Problem Statement

Given two binary trees, write a function to check if they are structurally identical and have the same node values.

Examples

Example 1:

Consider two binary trees:

Tree 1:
     1
    / \
   2   3

Tree 2:
     1
    / \
   2   3

The function should return true since both trees are identical in structure and node values.

Input: p = [1,2,3], q = [1,2,3]

Output: true

Different Approaches

1 Recursive Approach:

1. Traverse both trees simultaneously.
2. At each step, compare the current nodes' values and
3. recursively check their left and right subtrees.
4. If at any point, the values are not equal or the structures differ, return false.
5. If both trees are fully traversed and no differences are found, return true.

2 Iterative Approach using Stack

1. Perform iterative preorder traversal on both trees using stacks.
2. At each step, compare the current nodes' values and push their children onto the stack.
3. If the values are not equal or one tree has a child while the other does not, return false.
4. If both stacks are empty and no differences are found, return true.

Code Implementation

1 Recursive:

#include <iostream>
#include <stack>
using namespace std;

// Definition for a binary tree node.
struct TreeNode {
    int val;
    TreeNode *left;
    TreeNode *right;
    TreeNode(int x) : val(x), left(NULL), right(NULL) {}
};

class Solution {
public:
    bool isSameTree(TreeNode* p, TreeNode* q) {
        if (!p && !q) return true; // Both trees are empty
        if (!p || !q) return false; // One tree is empty, the other is not
        if (p->val != q->val) return false; // Nodes have different values
        return isSameTree(p->left, q->left) && isSameTree(p->right, q->right); // Recursively check left and right subtrees
    }
};

int main() {
    Solution solution;
    
    // Example usage
    TreeNode* tree1 = new TreeNode(1);
    tree1->left = new TreeNode(2);
    tree1->right = new TreeNode(3);

    TreeNode* tree2 = new TreeNode(1);
    tree2->left = new TreeNode(2);
    tree2->right = new TreeNode(3);

    cout << "Are the trees the same? " << (solution.isSameTree(tree1, tree2) ? "Yes" : "No") << endl;

    return 0;
}

Explanation:

• If both p and q are NULL, indicating empty trees, we return true as they are considered identical.
• If one of p or q is NULL while the other is not, the trees are structurally different, so we return false.
• If the values of the current nodes p and q are different, the trees cannot be identical, so we return false.
• Otherwise, we recursively call isSameTree for the left and right subtrees of both p and q. If both recursive calls return true, indicating that the corresponding subtrees are identical, we return true; otherwise, we return false.

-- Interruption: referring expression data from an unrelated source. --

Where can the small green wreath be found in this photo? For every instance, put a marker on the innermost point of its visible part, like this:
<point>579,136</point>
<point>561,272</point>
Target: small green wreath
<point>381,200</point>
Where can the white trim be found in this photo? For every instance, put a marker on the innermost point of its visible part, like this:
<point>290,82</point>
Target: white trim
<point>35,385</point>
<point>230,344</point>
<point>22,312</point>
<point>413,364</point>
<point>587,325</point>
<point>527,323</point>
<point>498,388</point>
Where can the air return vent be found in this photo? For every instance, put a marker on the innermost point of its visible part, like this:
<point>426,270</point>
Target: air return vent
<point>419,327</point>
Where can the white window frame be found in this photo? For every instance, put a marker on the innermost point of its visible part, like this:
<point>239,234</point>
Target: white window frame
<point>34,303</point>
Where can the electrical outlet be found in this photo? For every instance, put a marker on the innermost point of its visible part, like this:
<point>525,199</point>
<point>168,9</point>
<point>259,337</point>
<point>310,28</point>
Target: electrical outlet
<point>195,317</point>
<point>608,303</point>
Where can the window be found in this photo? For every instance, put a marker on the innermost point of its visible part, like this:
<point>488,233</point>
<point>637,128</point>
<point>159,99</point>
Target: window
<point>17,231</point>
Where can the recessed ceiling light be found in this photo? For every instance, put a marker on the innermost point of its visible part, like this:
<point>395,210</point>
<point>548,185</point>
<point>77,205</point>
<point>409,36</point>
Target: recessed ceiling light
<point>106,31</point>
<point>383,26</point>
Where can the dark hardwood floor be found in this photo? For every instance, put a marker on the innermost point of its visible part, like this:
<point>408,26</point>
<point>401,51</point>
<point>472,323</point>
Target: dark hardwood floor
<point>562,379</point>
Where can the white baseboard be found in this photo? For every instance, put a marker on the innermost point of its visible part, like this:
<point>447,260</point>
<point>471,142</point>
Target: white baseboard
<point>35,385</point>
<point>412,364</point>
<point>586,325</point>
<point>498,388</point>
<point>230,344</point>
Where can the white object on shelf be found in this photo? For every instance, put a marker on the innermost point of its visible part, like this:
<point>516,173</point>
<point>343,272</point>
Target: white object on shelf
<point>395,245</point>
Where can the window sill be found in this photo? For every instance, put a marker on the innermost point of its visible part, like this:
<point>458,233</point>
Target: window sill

2 Iterative Approach using Stack:

class Solution {
public:
    bool isSameTree(TreeNode* p, TreeNode* q) {
        stack<TreeNode*> stackP, stackQ;
        stackP.push(p);
        stackQ.push(q);
        
        while (!stackP.empty() && !stackQ.empty()) {
            TreeNode* nodeP = stackP.top();
            TreeNode* nodeQ = stackQ.top();
            stackP.pop();
            stackQ.pop();
            
            if (!nodeP && !nodeQ) continue; // Both nodes are empty, continue to next iteration
            if (!nodeP || !nodeQ || nodeP->val != nodeQ->val) return false; // Nodes are not identical
            stackP.push(nodeP->right); // Push right children onto stack
            stackP.push(nodeP->left); // Push left children onto stack
            stackQ.push(nodeQ->right); // Push right children onto stack
            stackQ.push(nodeQ->left); // Push left children onto stack
        }
        
        return stackP.empty() && stackQ.empty(); // Both stacks should be empty for trees to be identical
    }
};

Explanation:

1. We define a class Solution containing the function isSameTree, which takes pointers to the root nodes of two binary trees (p and q) as arguments.
2. We use two stacks (stackP and stackQ) to perform iterative preorder traversal simultaneously on both trees.
3. We push the root nodes of both trees onto their respective stacks to initiate traversal.
4. While both stacks are not empty:
   1. Pop the top nodes (nodeP and nodeQ) from both stacks.
   2. If both nodes are empty, continue to the next iteration.
   3. If one node is empty while the other is not, or their values are not equal, return false.
   4. Push the right and left children of both nodes onto their respective stacks for traversal.
5. After the traversal is complete, both stacks should be empty for the trees to be identical.

Complexity Analysis

1 Recursive Approach:

• Time Complexity: O(n), where n is the number of nodes in the smaller tree.
• Space Complexity: O(h), where h is the height of the tree due to recursive calls on the stack.

2 Iterative Approach using Stack:

• Time Complexity: O(n), where n is the number of nodes in the smaller tree.
• Space Complexity: O(h), where h is the height of the tree due to the stack space used for traversal.